We often hear about racism in Europe. I, too, experienced a form of it when I first arrived in Germany—though it took me two days to truly understand that it was racism. The incident involved someone simply refusing to help me. Later, a few of us discussed the situation and concluded that his behavior was likely racially motivated.

Another time, an old man didn’t smile back at me, even though I smiled at him. Maybe that, too, was because of racism!

Jokes aside, racism does exist in Europe—it’s not entirely absent. But often, it takes considerable effort to determine whether something truly was racism. And since most of us who move abroad tend to be at least somewhat educated, even the smallest slight can feel like a significant injustice.


Of course, I’m speaking about the present. There are many incidents from the past, but I haven’t witnessed those myself. I believe such misconduct has decreased significantly over time.

If we look at it in terms of percentages, most people in Europe today are good-hearted—anyone would agree. At the very least, compared to the kind of racism one might encounter in our own country or neighboring ones, Europe feels far more tolerant.

Let me give an example: suppose a European asked you during Ramadan, “You fast for such a long time? Isn’t it hard?”

(This is just a hypothetical—no one has actually asked me this.)

You might smile and respond, “No, it’s not hard. It’s just a matter of habit.”

But then again, a part of you might wonder—“were they trying to question a religious practice of mine?”

Such thoughts can make even a well-meaning question feel like racism.

This subtle line—this sensitivity to tone—is something many Europeans around me are aware of and genuinely try to respect.

Back home in the subcontinent, it sometimes feels like Hindus and Muslims are competing to insult each other—and taking pride in it.

Among Europeans, the French have a not-so-flattering reputation for being racist. Even other Europeans sometimes express dissatisfaction about this.

For instance, when my German friend heard that my wife Suma had moved from Scotland to France, he immediately exclaimed,

“Why? Scottish people are much better!”

And honestly, he wasn’t entirely wrong—Scottish people are incredibly polite. But does that mean the French are rude?

Not necessarily. The truth is, the French have a different way of expressing themselves. If they see you trying to speak French but struggling, they might laugh. To them, it may simply seem amusing—but to you, it could feel insulting. And that’s where things go wrong.

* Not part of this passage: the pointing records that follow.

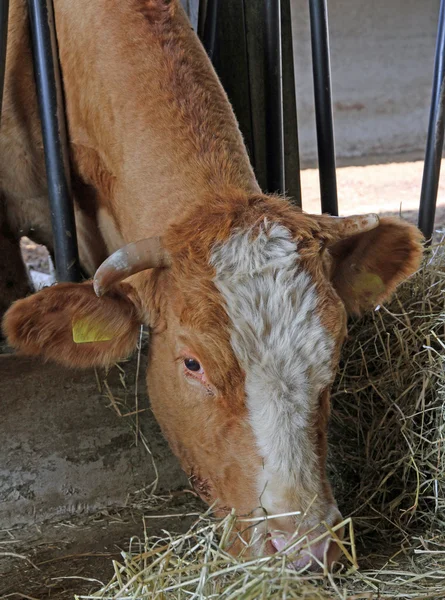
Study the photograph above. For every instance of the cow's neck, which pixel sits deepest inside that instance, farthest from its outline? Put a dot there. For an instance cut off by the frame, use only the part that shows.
(150, 127)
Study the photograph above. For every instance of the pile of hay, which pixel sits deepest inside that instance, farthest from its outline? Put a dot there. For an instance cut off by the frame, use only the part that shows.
(388, 457)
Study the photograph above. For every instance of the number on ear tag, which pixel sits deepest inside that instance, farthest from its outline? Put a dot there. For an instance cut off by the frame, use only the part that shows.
(85, 331)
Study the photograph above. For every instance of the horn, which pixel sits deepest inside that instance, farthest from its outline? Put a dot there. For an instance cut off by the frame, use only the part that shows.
(131, 259)
(340, 228)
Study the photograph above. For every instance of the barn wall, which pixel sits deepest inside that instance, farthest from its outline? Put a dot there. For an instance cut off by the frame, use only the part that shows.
(382, 60)
(382, 56)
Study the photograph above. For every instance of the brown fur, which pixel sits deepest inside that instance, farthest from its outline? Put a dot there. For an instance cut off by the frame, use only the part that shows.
(156, 151)
(42, 325)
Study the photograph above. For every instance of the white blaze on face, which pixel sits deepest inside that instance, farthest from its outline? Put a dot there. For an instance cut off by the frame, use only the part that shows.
(285, 351)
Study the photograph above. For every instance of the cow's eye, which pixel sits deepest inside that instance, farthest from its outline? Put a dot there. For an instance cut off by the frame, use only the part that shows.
(192, 365)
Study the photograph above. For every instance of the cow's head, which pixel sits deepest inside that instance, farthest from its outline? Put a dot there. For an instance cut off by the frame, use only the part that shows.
(247, 303)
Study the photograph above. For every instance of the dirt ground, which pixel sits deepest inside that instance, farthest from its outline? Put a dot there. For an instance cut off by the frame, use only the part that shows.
(57, 559)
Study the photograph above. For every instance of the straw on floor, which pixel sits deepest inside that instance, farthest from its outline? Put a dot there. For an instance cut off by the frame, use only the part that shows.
(387, 465)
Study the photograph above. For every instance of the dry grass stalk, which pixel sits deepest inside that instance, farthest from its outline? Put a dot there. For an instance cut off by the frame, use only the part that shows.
(388, 468)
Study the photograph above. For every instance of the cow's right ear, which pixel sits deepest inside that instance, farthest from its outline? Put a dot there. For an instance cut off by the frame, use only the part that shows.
(69, 324)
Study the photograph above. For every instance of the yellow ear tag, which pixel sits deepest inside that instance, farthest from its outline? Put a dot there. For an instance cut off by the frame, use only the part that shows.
(85, 331)
(369, 285)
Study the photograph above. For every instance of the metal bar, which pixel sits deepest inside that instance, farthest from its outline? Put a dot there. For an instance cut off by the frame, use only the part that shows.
(49, 93)
(4, 11)
(291, 149)
(273, 83)
(208, 35)
(435, 137)
(323, 105)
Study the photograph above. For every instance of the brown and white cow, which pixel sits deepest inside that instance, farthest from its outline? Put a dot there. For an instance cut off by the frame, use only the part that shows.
(246, 297)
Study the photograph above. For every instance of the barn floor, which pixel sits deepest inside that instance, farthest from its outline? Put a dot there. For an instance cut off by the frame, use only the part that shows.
(65, 557)
(69, 496)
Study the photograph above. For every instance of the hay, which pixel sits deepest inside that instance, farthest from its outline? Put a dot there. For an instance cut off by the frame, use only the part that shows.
(388, 470)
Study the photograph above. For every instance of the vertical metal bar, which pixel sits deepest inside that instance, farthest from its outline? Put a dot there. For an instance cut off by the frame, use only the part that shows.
(273, 82)
(49, 93)
(323, 105)
(4, 11)
(291, 149)
(208, 35)
(434, 144)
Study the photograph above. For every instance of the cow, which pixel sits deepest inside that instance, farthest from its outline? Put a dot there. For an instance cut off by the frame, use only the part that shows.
(245, 296)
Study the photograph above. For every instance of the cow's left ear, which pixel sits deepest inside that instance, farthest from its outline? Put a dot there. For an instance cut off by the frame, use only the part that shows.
(368, 267)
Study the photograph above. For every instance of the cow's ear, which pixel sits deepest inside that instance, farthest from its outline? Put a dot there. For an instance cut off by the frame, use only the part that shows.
(69, 324)
(368, 267)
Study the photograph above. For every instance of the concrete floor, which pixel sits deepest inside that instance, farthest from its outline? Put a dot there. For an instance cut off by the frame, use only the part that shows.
(69, 466)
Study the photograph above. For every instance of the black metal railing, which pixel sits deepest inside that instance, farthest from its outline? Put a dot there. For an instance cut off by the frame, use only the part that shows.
(262, 91)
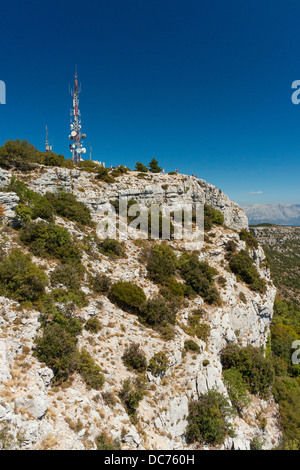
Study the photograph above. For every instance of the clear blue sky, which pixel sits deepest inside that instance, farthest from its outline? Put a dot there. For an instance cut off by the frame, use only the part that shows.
(201, 85)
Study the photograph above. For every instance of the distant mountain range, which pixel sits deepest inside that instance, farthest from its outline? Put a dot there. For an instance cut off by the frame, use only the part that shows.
(280, 214)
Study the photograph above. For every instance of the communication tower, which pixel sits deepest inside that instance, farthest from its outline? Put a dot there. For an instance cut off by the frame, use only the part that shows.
(48, 147)
(76, 136)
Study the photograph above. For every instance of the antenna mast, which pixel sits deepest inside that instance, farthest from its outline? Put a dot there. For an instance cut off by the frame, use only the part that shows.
(76, 137)
(48, 147)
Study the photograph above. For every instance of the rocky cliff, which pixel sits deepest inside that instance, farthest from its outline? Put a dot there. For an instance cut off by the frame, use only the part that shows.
(37, 414)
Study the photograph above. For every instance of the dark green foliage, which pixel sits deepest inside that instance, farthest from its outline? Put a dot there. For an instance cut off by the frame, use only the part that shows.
(208, 419)
(51, 159)
(66, 205)
(45, 207)
(104, 442)
(157, 312)
(21, 279)
(153, 166)
(131, 394)
(190, 345)
(231, 247)
(199, 276)
(112, 247)
(88, 165)
(103, 175)
(284, 329)
(282, 338)
(212, 217)
(68, 274)
(256, 370)
(140, 167)
(158, 364)
(248, 237)
(127, 296)
(57, 349)
(134, 358)
(237, 388)
(89, 370)
(195, 328)
(25, 194)
(242, 265)
(100, 283)
(50, 241)
(286, 392)
(65, 319)
(161, 263)
(93, 325)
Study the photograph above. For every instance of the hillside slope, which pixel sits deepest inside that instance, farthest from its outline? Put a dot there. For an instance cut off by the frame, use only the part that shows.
(40, 409)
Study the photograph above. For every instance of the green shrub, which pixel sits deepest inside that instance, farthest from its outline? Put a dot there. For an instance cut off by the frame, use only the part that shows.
(57, 349)
(88, 165)
(66, 205)
(201, 330)
(103, 442)
(256, 370)
(248, 237)
(242, 265)
(127, 296)
(26, 195)
(161, 263)
(100, 283)
(157, 312)
(93, 325)
(50, 241)
(23, 213)
(237, 388)
(153, 166)
(131, 394)
(68, 274)
(190, 345)
(158, 364)
(43, 209)
(21, 279)
(208, 419)
(140, 167)
(65, 320)
(134, 358)
(89, 370)
(212, 217)
(103, 175)
(199, 276)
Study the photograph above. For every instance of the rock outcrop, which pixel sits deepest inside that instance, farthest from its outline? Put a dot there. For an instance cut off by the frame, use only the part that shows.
(37, 415)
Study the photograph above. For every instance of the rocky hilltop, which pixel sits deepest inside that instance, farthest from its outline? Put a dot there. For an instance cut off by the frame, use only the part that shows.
(39, 412)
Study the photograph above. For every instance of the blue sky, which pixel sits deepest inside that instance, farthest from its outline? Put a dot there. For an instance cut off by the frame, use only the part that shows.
(201, 85)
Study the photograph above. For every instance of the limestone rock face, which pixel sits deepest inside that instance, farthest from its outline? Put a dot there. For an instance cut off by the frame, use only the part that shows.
(153, 188)
(9, 202)
(38, 414)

Earlier today, I was returning from France to Germany. Unfortunately, a slight disruption in the tram schedule meant I had to switch trams four times.

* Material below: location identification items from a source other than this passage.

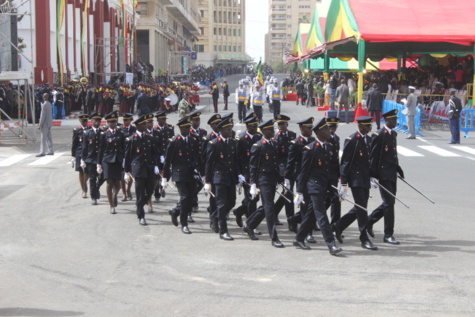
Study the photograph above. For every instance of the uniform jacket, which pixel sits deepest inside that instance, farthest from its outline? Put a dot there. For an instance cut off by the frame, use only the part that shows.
(384, 160)
(111, 147)
(243, 149)
(313, 178)
(140, 155)
(294, 159)
(264, 168)
(90, 145)
(78, 139)
(334, 156)
(181, 159)
(221, 163)
(354, 166)
(283, 145)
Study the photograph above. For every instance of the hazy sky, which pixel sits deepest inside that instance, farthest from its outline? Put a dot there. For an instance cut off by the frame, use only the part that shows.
(256, 27)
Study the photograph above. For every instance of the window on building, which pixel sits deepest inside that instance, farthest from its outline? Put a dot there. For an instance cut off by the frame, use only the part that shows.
(142, 8)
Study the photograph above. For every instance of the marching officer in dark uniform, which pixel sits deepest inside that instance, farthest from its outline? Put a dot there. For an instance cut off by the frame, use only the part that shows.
(222, 172)
(165, 132)
(213, 123)
(200, 135)
(110, 158)
(182, 164)
(265, 175)
(283, 138)
(313, 180)
(141, 163)
(89, 155)
(127, 129)
(333, 199)
(384, 170)
(243, 151)
(294, 166)
(355, 173)
(76, 152)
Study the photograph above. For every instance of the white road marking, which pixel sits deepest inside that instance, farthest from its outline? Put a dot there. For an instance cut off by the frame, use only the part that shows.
(13, 159)
(465, 149)
(46, 159)
(438, 151)
(406, 152)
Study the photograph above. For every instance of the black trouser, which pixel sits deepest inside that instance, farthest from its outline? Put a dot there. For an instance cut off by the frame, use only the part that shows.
(242, 110)
(376, 113)
(265, 211)
(143, 191)
(225, 201)
(318, 213)
(258, 111)
(386, 209)
(281, 202)
(249, 205)
(333, 199)
(95, 180)
(360, 195)
(186, 190)
(276, 107)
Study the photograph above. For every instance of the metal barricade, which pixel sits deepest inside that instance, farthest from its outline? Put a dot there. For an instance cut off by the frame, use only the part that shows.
(467, 121)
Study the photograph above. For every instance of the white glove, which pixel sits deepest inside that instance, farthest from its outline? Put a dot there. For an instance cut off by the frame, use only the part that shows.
(343, 191)
(374, 182)
(207, 188)
(253, 191)
(287, 183)
(298, 199)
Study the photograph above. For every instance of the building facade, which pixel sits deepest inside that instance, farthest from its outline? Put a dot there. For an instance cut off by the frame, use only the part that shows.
(166, 34)
(284, 19)
(222, 40)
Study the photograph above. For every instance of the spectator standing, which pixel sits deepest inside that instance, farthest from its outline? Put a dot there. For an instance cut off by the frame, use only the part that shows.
(45, 125)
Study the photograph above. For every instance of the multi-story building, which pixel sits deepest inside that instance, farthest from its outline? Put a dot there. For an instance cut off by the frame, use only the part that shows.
(222, 40)
(166, 34)
(284, 19)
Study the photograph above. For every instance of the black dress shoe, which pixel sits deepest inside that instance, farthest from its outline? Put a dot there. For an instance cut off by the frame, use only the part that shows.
(213, 224)
(369, 229)
(310, 239)
(390, 240)
(300, 245)
(250, 233)
(226, 236)
(368, 245)
(337, 233)
(277, 243)
(292, 224)
(334, 250)
(238, 218)
(174, 215)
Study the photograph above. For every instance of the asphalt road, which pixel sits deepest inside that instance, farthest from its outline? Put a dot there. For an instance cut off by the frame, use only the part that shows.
(60, 256)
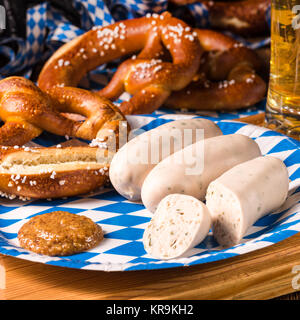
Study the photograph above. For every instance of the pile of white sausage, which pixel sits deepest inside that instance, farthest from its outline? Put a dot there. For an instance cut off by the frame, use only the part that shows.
(176, 166)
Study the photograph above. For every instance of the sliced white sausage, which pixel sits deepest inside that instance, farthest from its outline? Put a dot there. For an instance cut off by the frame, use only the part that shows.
(135, 159)
(244, 194)
(190, 170)
(179, 223)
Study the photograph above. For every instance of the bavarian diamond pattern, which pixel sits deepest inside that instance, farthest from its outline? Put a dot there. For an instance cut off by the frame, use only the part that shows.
(124, 222)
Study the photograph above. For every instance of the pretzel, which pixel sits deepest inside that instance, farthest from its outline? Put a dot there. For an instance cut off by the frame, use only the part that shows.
(27, 111)
(226, 79)
(246, 17)
(148, 79)
(42, 173)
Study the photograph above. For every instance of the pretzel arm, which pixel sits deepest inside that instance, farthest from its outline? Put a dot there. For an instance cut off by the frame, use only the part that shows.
(242, 89)
(97, 110)
(116, 85)
(145, 101)
(17, 133)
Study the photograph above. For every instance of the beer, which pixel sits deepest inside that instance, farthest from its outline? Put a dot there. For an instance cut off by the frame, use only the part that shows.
(283, 103)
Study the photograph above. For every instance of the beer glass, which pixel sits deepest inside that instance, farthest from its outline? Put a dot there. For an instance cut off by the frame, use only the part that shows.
(283, 102)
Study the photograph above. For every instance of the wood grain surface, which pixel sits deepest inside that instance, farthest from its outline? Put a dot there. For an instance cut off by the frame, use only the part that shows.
(262, 274)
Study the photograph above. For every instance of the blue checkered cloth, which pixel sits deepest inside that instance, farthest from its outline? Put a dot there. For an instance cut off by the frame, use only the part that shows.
(123, 222)
(48, 28)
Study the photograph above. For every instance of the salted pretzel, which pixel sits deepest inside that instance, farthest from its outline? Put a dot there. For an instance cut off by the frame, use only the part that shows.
(54, 172)
(26, 111)
(148, 79)
(226, 79)
(245, 17)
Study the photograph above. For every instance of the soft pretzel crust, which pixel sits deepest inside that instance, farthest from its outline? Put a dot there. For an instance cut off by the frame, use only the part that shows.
(150, 80)
(245, 17)
(227, 78)
(42, 173)
(27, 111)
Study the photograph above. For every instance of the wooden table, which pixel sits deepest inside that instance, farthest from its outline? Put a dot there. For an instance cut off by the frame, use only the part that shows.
(262, 274)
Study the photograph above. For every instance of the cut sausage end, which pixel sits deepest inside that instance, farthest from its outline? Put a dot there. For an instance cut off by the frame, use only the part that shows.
(179, 223)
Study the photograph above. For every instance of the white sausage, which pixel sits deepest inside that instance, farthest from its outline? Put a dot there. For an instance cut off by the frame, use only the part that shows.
(244, 194)
(179, 223)
(135, 159)
(173, 175)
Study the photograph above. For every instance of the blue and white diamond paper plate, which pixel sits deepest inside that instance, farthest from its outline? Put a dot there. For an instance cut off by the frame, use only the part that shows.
(123, 222)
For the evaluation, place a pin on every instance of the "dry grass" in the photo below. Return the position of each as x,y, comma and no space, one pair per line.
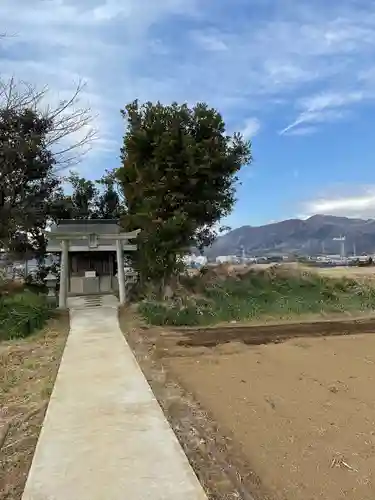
357,273
28,368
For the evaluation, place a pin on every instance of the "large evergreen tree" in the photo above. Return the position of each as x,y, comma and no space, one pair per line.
178,173
27,180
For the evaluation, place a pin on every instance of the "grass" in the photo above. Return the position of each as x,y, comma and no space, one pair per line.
275,292
21,313
28,369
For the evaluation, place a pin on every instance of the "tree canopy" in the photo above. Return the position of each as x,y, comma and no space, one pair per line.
88,199
27,180
178,175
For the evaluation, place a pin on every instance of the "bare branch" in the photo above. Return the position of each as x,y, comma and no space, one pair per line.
72,133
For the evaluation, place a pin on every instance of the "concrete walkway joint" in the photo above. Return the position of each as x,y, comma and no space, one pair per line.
105,436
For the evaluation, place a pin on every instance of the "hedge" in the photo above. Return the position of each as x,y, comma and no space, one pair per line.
22,313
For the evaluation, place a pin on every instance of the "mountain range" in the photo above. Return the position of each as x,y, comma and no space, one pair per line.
303,237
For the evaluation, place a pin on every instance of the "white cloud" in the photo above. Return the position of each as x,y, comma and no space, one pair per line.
251,128
359,204
302,131
190,50
325,107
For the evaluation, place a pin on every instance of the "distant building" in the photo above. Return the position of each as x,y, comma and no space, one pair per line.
194,260
227,259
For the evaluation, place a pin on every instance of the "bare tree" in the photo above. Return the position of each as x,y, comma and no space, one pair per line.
72,133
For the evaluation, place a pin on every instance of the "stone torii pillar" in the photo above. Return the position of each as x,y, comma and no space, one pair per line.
63,292
120,271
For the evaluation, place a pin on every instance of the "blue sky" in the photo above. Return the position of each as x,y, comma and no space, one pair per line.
297,77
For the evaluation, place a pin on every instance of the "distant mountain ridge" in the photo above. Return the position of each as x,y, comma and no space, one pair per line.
308,237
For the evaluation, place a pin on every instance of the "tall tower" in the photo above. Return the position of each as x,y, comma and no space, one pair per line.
341,239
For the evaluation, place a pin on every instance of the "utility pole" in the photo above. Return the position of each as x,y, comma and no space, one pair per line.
341,239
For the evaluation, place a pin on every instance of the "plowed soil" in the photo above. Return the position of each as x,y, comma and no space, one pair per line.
301,411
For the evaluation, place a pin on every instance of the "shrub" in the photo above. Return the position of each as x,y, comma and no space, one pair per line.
22,313
278,293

I was traveling from a small town—perhaps one where Google Maps isn’t well-integrated with local tram timings, or maybe there’s another app with more accurate info that I wasn’t aware of.

Anyway, during my entire journey, four people helped me voluntarily. I hadn’t even asked all of them—they just noticed I needed help and offered.

There was, however, one person I did ask for help. I said,

“Does this tram go toward the airport?”

He said yes, so I got on.

A few minutes later, I saw him rush back to me, apologizing. He had checked and realized the tram wouldn’t be going to the airport that day. And while telling me, he accidentally rode along with me for one station—in the opposite direction!

Can you imagine that?

He joined me just to deliver the correct information and apologize for the mistake!

That kind of sense of responsibility among Europeans truly impresses me.

If you want to communicate well with a European, your first language should be a smile. If you speak with a smile, you’ll almost always be met with a warm and eager response. It’s a wonderful thing!

You won’t find the same sense of family bonds or friendships here that you're used to back home—but that doesn’t mean those bonds don’t exist. It’s just that their way of expressing them is different.

Anyway, while I was returning from France, Suma packed me some biryani. She told me to make sure I brought a spoon too. But of course, I didn’t want to deal with the “extra hassle.” So I took the biryani but forgot the spoon.

After arriving in Germany, I went to the Rewe supermarket at the airport to buy some disposable cutlery.

I found a travel cutlery set for about €1.50—it came in a nice box with a spoon, fork, and knife.

Still, I thought I’d check a bit more to see if they had any single-use options.

Just then, a Rewe staff member came over and pointed me to the disposable cutlery section. I asked, “How much do I pay?”—since there was no price listed.

He replied, “It’s free!”

And then came another lovely moment.

I got on the train in a rush, and my water bottle was almost empty. As I was eating the biryani, I thought—it would be nice to have some water.

Just then, the ticket inspector came around. After checking my ticket, I asked him,

“Can I refill this bottle somewhere on the train?”

He apologized and said, “No, unfortunately, there’s no such facility on this train.”

I replied, “No problem at all.”

About ten minutes later, I was surprised to see him come back looking for me!

He said, “At the next station, the train will stop for five minutes. If you want, you can quickly get off and grab some water. Just don’t be late!”

That’s the European mindset.

There are people of various religions, beliefs, and cultures here. Yet when it comes to honesty, responsibility, and helpfulness, they truly try their best—each from their own place.

Of course, I’m aware of some hypocrisy among certain Europeans. I even talk about it in different forums. But perhaps all of that fades in comparison to the goodness of the many.